By GREGORY ZELLER //
A team of Feinstein Institute for Medical Research investigators is digging deep into the mental toll natural disasters take on survivors.
The team – led by Rebecca Schwartz, an associate investigator at the Manhasset-based Feinstein Institute, R&D division of the Northwell Health system – presented its findings during a roundtable discussion at the American Public Health Association’s annual meeting, held this week in California.
According to the research, exposure to natural disasters such as 2017’s Hurricane Harvey are associated with sharply increased levels of stress and anxiety – post-trauma data that investigators believe can help mitigate the mental-health impacts of future storms.
For instance, the findings may help local officials and relief organizations better prepare to offer adequate mental-health services when the next disaster is bearing down.
Citing previous research showing the profound emotional impact hurricanes can have on storm victims, Schwartz and her team traveled to Houston to meet with survivors of Hurricane Harvey and assess their mental health needs.
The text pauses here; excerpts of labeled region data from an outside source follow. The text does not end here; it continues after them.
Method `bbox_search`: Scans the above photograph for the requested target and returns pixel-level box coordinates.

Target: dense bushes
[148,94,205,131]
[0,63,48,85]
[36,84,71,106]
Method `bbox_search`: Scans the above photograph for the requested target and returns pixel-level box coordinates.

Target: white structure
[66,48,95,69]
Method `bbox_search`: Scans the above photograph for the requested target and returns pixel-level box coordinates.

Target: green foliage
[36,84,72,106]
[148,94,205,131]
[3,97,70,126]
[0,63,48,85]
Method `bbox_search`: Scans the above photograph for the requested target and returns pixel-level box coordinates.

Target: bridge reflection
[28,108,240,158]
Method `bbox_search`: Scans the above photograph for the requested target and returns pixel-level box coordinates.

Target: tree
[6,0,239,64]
The storm made landfall in Texas in August 2017, causing 102 deaths, displacing some 30,000 residents (in Texas alone) and otherwise crippling Houston, the fourth-most-populated U.S. city (roughly 2.3 million residents).
Specifically, Schwartz et al assessed the survivors’ “hurricane exposure,” a broad look at the hurricane-related issues community members faced in the storm’s aftermath. Post-storm problems ranged from power outages and difficult work commutes to personal injuries and the deaths of friends or family members, according to the Feinstein Institute.
The higher the hurricane exposure – that is, the more difficulties individuals faced in coping with the storm and its effects – the higher the resulting stress levels.
Schwartz will continue analyzing the Hurricane Harvey data to explore correlations with cases of depression and post-traumatic stress disorder, furthering medical science’s ability to better deal with the emotional ramifications of deadly weather events and other disasters.
“By anticipating the mental health needs of those affected by the storm, we can develop an outreach plan to help individuals alleviate this stress – and potentially prevent mental health difficulties if faced with future storms or other types of natural disasters,” Schwartz said.